The commoditization of technology has reached its pinnacle with the advent of the recent paradigm of Cloud Computing. Infosys Cloud Computing blog is a platform to exchange thoughts, ideas and opinions with Infosys experts on Cloud Computing

« October 2020 | Main | June 2021 »

April 28, 2021

Achieving Business Resiliency on Cloud

Enterprises have adopted cloud-driven transformation in their digital journey to realize the typical benefits of agile and scalable infrastructure platform, cost takeout and flexible commercial consumption models. There is increased focus on business resiliency as the next generation of cloud adoption to deliver on the business outcomes by improving service availability, thereby enhancing customer experience.

Has your Enterprise adopted a Resilient and Robust system for your business critical applications? If so, has your investment protected you from business failures and ensured quick recovery during outage situations?

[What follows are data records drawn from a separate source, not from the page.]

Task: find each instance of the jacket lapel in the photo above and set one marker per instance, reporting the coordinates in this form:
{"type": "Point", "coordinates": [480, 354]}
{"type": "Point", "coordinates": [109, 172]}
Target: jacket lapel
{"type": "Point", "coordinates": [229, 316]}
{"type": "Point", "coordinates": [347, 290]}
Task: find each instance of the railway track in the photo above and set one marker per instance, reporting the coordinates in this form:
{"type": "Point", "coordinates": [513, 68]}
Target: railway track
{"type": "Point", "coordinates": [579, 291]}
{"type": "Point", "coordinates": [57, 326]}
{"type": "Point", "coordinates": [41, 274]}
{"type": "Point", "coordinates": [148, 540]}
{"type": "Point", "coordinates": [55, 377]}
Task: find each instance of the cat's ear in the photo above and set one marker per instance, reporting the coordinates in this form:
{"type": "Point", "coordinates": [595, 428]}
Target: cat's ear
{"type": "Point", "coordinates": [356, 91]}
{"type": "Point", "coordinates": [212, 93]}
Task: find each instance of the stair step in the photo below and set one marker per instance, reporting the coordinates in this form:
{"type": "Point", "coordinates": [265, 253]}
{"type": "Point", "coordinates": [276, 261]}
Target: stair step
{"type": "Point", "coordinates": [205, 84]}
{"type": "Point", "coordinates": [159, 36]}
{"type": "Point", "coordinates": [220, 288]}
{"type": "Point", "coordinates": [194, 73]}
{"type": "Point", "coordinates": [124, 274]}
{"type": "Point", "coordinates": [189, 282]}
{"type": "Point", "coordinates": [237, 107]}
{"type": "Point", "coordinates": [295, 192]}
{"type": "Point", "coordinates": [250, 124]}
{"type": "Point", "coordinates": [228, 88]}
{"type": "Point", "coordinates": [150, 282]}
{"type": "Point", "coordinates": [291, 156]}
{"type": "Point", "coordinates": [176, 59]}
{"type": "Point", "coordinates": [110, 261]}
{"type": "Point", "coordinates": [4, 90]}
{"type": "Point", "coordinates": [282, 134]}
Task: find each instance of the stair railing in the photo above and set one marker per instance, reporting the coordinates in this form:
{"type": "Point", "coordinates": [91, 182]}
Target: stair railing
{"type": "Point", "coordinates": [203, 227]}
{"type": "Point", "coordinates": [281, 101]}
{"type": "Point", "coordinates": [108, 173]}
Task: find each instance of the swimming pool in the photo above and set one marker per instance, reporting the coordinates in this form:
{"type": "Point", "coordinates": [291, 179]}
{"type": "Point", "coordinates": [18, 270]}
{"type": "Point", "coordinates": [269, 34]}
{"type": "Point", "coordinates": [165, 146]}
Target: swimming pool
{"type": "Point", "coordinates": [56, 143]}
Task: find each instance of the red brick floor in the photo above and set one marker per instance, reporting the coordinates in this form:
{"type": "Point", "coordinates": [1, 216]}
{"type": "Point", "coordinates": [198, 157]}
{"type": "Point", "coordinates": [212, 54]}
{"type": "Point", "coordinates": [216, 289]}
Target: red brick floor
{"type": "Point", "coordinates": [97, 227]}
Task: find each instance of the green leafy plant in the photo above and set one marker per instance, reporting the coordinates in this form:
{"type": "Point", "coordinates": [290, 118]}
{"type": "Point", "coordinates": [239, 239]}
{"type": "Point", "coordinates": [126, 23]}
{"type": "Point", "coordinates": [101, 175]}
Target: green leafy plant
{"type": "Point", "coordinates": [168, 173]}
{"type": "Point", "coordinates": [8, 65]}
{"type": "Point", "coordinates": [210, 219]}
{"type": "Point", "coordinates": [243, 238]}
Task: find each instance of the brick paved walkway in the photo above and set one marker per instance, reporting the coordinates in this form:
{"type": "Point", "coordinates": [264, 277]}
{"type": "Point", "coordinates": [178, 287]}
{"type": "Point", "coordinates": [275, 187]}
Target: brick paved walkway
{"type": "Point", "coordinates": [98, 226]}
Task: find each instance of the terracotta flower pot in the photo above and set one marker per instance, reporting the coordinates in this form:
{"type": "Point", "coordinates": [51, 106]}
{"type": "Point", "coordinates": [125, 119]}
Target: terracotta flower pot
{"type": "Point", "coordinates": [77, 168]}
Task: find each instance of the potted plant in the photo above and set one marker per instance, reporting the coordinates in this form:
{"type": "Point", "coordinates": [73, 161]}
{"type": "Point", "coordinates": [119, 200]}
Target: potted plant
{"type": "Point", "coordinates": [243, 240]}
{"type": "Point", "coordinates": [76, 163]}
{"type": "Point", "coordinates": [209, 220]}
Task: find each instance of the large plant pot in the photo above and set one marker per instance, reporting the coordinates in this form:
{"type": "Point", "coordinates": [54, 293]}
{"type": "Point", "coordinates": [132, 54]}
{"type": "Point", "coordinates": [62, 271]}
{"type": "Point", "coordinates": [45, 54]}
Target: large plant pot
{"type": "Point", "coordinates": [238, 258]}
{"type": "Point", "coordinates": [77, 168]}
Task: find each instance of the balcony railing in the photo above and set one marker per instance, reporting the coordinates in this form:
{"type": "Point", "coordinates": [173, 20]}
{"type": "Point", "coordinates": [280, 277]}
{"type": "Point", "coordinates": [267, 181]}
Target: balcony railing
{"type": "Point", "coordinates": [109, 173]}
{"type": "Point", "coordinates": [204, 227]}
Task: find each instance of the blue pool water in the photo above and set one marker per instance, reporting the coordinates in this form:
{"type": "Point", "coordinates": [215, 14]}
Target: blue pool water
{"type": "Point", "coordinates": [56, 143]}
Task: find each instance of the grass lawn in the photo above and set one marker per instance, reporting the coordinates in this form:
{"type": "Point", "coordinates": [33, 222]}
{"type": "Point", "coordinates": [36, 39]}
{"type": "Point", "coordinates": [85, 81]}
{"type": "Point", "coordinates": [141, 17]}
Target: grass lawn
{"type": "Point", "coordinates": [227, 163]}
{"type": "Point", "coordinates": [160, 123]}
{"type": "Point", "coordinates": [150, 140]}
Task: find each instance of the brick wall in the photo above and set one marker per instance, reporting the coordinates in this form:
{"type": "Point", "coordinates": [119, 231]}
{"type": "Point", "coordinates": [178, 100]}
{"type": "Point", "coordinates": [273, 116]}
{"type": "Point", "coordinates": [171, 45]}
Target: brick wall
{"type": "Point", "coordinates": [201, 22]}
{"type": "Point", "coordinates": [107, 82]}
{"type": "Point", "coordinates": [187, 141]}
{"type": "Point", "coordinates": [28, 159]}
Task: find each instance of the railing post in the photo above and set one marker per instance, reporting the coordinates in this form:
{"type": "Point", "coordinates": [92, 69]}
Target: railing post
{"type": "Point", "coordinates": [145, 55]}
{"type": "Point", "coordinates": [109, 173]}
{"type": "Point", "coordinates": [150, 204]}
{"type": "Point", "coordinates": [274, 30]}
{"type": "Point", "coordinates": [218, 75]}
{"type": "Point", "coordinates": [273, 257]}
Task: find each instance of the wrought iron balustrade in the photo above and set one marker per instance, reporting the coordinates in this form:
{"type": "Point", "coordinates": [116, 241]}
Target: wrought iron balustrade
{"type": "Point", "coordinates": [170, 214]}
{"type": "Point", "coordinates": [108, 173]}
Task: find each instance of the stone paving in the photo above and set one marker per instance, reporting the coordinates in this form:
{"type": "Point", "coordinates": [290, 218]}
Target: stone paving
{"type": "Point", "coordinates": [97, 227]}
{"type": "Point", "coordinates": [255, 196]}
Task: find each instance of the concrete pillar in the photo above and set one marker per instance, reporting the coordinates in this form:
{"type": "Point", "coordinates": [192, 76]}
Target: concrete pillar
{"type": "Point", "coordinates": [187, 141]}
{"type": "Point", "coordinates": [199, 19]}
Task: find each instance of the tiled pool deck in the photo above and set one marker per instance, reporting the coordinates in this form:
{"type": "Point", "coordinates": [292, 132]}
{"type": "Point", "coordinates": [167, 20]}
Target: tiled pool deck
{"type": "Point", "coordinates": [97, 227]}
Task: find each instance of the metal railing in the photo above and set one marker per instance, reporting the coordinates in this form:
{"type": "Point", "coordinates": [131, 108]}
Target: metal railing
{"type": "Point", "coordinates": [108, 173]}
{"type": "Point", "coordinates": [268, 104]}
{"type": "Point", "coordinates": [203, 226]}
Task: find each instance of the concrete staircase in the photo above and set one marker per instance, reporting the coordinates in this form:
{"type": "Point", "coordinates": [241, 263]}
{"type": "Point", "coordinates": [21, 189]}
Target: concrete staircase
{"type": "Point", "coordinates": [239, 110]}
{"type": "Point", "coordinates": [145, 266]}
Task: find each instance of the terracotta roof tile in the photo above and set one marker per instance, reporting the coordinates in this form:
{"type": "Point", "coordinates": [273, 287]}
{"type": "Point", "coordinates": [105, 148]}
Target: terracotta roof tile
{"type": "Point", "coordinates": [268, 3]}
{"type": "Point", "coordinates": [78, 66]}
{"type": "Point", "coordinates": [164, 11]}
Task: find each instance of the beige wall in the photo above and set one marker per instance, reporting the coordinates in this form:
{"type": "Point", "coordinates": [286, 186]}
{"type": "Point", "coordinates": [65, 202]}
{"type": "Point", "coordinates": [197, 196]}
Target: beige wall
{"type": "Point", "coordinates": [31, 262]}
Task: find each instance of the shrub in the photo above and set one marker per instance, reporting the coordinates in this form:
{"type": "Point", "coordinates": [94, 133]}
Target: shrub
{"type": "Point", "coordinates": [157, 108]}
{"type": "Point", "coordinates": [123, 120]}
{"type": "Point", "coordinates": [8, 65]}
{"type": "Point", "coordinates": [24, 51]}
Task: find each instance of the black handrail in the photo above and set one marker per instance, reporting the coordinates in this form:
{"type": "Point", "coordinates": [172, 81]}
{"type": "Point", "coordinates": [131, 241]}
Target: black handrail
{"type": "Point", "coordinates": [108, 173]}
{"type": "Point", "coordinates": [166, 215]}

According to 1IDC Survey, 87% of the businesses wait up to four hours for support when an outage occurs. An infrastructure failure costs $100,000 per hour while a critical application failure for a Large Enterprise costs a staggering $500,000 to $1 million per hour.

 

The unplanned downtime adversely impacts the business goals and customer experience. It does require great effort and expertise to reduce downtime to 0.976 hrs (99.99%) from 43.8 hrs (99.5%).

Recently, there was a four hour outage at Leading Stock Exchange due to telecom links failure that rendered the online risk management system unavailable and due to interoperability failure, trading had to be suspended and led to huge losses to investors.

Achieving Business Resiliency and ability to provide service continuity during an outage or crisis situation is of paramount importance to organizations. Meeting the required uptime is possible only when all the components and layers of the application service delivery including infrastructure layers are mapped, designed, and comprehensively tested for resiliency and reliability.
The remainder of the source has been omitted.